Tracy Campbell specializes in twentieth century United States political and social history.After graduating from UK, he earned his Ph.D. at Duke University, where his dissertation advisor was Lawrence Goodwyn. He has written four books: The Politics of Despair: Power and Resistance in the Tobacco Wars (Kentucky, 1993); Short of the Glory: The Fall and Redemption of Edward F. Prichard, Jr. (Kentucky, 1998), which was nominated for a Pulitzer Prize and was featured on NPR’s “Morning Edition”; Deliver the Vote: A History of Election Fraud, an American Political Tradition, 1742-2004 (Basic Books, 2005), and The Gateway Arch: A Biography (Yale, 2013), which was featured on NPR's "Weekend Edition" with Scott Simon, XM Radio's "The Bob Edwards Show," and was selected by the History Book Club. The Gateway Arch was also chosen as one of the "Best Books of 2013" by the St. Louis Post-Dispatch, and won the 2014 Missouri History Book Award. In July 2015, he appeared on C-Span's "Book TV."

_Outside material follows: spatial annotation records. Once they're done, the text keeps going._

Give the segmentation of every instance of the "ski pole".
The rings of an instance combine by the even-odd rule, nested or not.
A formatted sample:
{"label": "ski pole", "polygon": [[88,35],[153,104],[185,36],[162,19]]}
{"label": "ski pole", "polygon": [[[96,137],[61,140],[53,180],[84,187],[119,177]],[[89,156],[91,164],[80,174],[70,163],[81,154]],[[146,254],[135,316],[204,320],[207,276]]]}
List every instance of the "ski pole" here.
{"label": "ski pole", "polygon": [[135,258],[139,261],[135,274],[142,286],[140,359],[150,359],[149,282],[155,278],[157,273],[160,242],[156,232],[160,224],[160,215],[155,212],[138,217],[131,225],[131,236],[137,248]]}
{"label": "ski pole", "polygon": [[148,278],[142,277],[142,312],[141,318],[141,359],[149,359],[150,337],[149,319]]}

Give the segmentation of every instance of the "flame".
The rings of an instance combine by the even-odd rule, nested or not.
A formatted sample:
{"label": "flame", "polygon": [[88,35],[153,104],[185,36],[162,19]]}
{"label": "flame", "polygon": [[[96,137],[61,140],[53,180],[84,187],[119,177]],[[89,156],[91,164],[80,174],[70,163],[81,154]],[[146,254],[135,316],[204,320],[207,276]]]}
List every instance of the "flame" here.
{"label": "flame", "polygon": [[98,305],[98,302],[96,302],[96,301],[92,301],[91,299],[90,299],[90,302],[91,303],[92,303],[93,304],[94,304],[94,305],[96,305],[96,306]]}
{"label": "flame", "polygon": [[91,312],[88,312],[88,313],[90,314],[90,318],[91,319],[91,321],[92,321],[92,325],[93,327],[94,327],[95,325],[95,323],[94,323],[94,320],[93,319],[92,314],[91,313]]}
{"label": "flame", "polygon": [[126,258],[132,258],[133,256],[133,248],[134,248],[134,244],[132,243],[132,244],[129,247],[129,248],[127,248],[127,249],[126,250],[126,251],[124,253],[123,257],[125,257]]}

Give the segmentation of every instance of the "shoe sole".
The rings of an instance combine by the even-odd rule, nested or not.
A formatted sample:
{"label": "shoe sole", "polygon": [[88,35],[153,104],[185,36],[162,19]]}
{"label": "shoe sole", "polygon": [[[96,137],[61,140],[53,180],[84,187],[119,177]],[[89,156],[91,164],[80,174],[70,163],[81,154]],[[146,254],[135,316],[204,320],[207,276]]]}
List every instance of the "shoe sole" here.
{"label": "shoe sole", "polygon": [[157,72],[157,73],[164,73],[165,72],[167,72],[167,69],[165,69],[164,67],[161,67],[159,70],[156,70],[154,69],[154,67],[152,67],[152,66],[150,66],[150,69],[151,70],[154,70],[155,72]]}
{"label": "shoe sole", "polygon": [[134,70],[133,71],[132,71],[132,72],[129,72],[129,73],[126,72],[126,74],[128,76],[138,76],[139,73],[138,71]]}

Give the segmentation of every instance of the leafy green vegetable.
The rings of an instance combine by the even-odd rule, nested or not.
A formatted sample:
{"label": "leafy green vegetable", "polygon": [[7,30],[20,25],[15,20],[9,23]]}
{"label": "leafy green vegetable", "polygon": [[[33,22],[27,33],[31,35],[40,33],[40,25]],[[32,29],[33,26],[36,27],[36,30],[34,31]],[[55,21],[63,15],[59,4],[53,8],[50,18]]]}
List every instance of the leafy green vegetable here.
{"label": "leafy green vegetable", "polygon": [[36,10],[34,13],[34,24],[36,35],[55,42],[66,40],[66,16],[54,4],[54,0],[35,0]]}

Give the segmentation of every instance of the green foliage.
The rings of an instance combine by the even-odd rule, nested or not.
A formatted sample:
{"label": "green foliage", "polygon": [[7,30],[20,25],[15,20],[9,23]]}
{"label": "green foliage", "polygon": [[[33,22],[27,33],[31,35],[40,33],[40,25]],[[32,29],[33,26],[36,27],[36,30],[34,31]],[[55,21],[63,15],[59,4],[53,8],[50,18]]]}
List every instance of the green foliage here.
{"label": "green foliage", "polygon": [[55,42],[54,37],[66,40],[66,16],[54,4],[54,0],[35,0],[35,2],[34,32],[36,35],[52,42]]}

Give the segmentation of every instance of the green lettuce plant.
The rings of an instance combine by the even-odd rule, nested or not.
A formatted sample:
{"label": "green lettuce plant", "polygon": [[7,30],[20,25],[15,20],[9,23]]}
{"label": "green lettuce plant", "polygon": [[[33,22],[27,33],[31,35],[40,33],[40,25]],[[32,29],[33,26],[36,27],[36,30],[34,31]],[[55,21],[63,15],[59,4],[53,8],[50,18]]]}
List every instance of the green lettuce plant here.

In 2008, he served as George McGovern Visiting Professor of Public Leadership at Dakota Wesleyan University.  He teaches courses in recent U.S. social and political history, as well as a UK Core course on "The Making of Modern Kentucky."  In 2010, he received the "Great Teacher" award from the UK Alumni Association.  Prof. Campbell has organized symposia and lectures that connect history with current public policy debates. Some of those who have participated in these events are former Vice President Walter Mondale, former presidential candidate and U.S. Senator George McGovern, former U.S. Senator Walter Huddleston, former RNC Chair Mike Duncan, U.S. Senate Historian Donald Ritchie, former OAH President William Chafe, and CNN legal analyst Jeffrey Toobin.  In 2006, a symposium sponsored by the Ford Center on the legacy of the Church Committee was featured on C-Span.  His current research project is a social and political history of the United States in 1942.